First failed attempt: We define an $$\omega_1$$-coloring of $$X$$ by recursion. Let $$f(x_0) = 0$$. Now, if $$f(x_\alpha)$$ is defined for all $$\alpha < \beta$$, we let $$f(x_\beta)$$ equal the least $$\delta$$ such that $$x_\beta$$ is compatible with all elements of $$f^{-1}(\delta)$$, if any such $$\delta$$ exists. If not, $f(x_\beta) = \sup_{\alpha < \beta} f(x_\alpha) + 1$i.e. $$f(x_\beta)$$ is the first available new color.

Check your understanding: Show that $$f(x_\alpha) \leq \alpha$$ for all $$\alpha$$.

If we could strengthen this to show that $$f(x_\alpha)$$ is strictly less than $$\alpha$$ for all $$\alpha > 0$$, or show that the set of those $$\alpha$$ such that $$f(x_\alpha) = \alpha$$ is bounded, then we would be done: we could use Fodor's Lemma, because the coloring $$f$$ would be a regressive function on a "large" set.

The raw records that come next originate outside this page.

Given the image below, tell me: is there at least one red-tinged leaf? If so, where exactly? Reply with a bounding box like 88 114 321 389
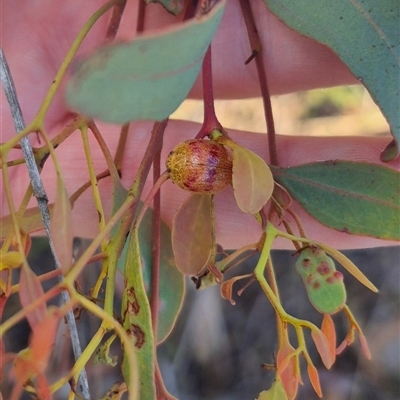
272 160 400 240
311 329 334 369
36 373 52 400
51 176 73 275
358 331 372 360
171 194 215 275
19 265 46 330
220 274 253 306
276 339 299 400
11 348 51 400
11 347 36 386
307 364 322 397
256 379 288 400
321 314 336 363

But I don't see an obvious way to do this, and this conclusion appears to be stronger than the problem we're trying to prove. (It still might be true, but I don't have a good intuition one way or another.)

What's the roadblock? Well, even though $$\mathbb{P}$$ has the countable chain condition, there's no obvious reason that we couldn't have a situation like the following: as we're considering colors $$\alpha < \beta$$, $$x_\beta$$ is compatible with most of the conditions in the $$\alpha^{\text{th}}$$ bin, but is incompatible with a few. Now, we're not adding to any large antichains here -- $$x_\beta$$ is compatible with some of the conditions in the $$\alpha$$ bin -- so using the ccc directly here to say this can't go on forever is going to be hard.

Solution: For the purposes of this solution, $$a \uparrow$$ (resp. $$a \downarrow$$) will denote the set of elements of $$X$$ above (below) $$a$$.

First: every set $$a \uparrow$$ consists of pairwise-compatible elements; if any such set is uncountable, we're done. So we assume that all such sets are countable (that is, either finite or countably infinite).

Next: let $$A_0 \subset X$$ be a set of pairwise-incompatible conditions which is maximal under inclusion. (See: I'm even calling the elements of $$\mathbb{P}$$ conditions, even though the problem ostensibly has nothing to do with forcing!) Then because of the ccc, $$A_0$$ is countable.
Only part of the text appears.